Side note here that both these projects use mochiweb, which is like the new
hotness apparently. But documentation for mochiweb? Ha, forget about it.

Once I got the basic page up, I decided to go with couchDB for a backend.
You'd think that with couchdb also being written in erlang, there'd be some
good client libraries, but the situation is pretty much a clusterfuck.
erlang_couchdb was the best I found, except none of the examples in the README
actually worked. And there's not much in the way of documentation. The main
problems stemmed from there being different ideas of what should represent a
document. Some functions used a pattern like {json, { wawawa }} others used a
pattern more like [{json, [wawawa]}] and so on and so forth. The document get
and put operations used different forms! put(get) crashed!

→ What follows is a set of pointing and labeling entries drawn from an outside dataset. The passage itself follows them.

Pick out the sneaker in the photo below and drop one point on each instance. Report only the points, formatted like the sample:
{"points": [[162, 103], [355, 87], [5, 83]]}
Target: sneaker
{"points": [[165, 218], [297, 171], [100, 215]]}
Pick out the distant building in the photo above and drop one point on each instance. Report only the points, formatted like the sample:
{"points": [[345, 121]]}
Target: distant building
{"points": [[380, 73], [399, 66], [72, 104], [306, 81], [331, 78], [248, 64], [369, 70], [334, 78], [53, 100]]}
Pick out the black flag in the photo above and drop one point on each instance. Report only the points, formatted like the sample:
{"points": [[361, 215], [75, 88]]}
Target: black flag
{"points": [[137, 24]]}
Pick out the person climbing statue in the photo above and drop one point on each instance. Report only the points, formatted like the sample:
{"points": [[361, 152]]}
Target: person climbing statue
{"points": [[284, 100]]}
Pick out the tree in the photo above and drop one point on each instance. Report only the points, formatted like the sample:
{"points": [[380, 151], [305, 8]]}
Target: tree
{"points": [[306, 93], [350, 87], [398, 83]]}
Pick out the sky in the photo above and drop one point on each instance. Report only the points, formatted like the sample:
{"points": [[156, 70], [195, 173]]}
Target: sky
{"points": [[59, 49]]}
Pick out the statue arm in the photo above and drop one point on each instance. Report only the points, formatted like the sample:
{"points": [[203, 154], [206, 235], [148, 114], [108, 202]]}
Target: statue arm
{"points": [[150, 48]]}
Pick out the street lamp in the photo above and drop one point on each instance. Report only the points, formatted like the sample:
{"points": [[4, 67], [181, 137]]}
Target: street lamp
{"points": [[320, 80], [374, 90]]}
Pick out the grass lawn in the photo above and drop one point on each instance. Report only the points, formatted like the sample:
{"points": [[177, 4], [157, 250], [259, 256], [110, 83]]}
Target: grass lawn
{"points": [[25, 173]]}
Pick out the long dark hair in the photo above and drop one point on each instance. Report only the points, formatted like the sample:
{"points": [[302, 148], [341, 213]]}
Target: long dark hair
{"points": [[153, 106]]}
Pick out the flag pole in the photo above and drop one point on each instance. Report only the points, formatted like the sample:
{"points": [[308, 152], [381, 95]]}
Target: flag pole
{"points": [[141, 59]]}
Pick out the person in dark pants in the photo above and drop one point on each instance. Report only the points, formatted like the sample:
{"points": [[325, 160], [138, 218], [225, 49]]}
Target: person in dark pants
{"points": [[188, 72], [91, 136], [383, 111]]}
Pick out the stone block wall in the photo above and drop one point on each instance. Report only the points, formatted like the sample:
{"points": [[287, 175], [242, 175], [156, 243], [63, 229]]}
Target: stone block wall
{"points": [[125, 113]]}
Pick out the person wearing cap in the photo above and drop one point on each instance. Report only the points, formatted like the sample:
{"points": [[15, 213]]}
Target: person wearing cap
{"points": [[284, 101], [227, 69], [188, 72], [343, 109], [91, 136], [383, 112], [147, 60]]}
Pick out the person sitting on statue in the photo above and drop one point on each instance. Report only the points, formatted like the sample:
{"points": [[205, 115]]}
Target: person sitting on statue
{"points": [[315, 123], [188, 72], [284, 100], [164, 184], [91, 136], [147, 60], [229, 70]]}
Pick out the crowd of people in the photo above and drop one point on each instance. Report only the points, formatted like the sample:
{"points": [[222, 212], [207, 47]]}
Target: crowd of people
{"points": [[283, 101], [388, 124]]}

Primary conclusions I drew:

1\. erlang web development is just too immature yet. Half the libraries you
need are just random code dumps in github or google code. There's piles and
piles of blogs and articles like this that tell you all the choices, but don't
do much to explain why you'd want one or the other. Piecing it all together is
very frustrating.

2\. erlang as a language has the lethal combination of dynamic pattern
matching. Pattern matching in a static language like ocaml? Awesome. Dynamic
types in language like python/lua? Qualified awesome. Those features together?
MOST ANNOYING THING EVER. Everytime my app (and by my app, I mean the example
code I was running) crashed with a "oops, I didn't find the right pattern"
error, it was unfuckingpossible to determine who/what/why was at fault.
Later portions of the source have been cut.